The jungle book

City of Westfield made $88m profit from fiber broadband

The city of Westfield, Massachusetts, realizes more than $88 million a year in employment benefits from the deployment of fiber optic broadband, according to the Fiber Broadband Association.
Westfield Gas & Electric (WG&E), owner and operator of Westfield’s fiber network, began investing in fiber to set up a SCADA network to automate utilities.

He launched Whip City Fiber in 2015. He received approval from Westfield City Council in 2017 to seek a $15 million bond to fund the deployment of fiber infrastructure to cover 70% of the city. The service provider has become network project manager for 20 municipalities in the Western Berkshire Mountains region.
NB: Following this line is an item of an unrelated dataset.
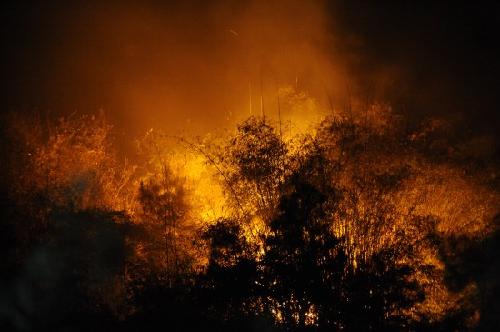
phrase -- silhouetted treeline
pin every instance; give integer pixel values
(366, 223)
“Today, our fiber optic network has generated more than 4,600 work-from-home jobs for a city of 41,000 people, provided high-speed broadband to the public school system, increased home values ​​and brought new businesses and economic development in the city,” said John Leary, Chief Information Officer at Westfield Gas & Electric.

Whip City Fiber has over 152 miles of network and offers broadband speeds of 1 Gbps. Several local businesses lease dark fiber to Whip City for their operations, including medical facilities, a regional bank, and a local manufacturing company with multiple sites in the area, the report said.
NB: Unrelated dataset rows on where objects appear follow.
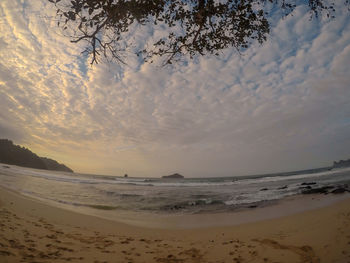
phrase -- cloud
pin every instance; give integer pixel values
(279, 106)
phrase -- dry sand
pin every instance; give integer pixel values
(31, 231)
The broadband service provider generates revenue of $2-4 million per year and invests in network expansion to provide broadband to more residents. Whip City Fiber plans to bring high-speed internet service to all of Westfield and expand speeds to 10 Gbps by 2025.

“WG&E and Whip City Fiber have created jobs and value in the region through the deployment of its fiber infrastructure. They have acted as a leader on how to deploy high-speed broadband, illustrating how communities and utilities benefit from fiber,” said Deborah Kish, Vice President, Workforce Research and Development. work at the Fiber Broadband Association.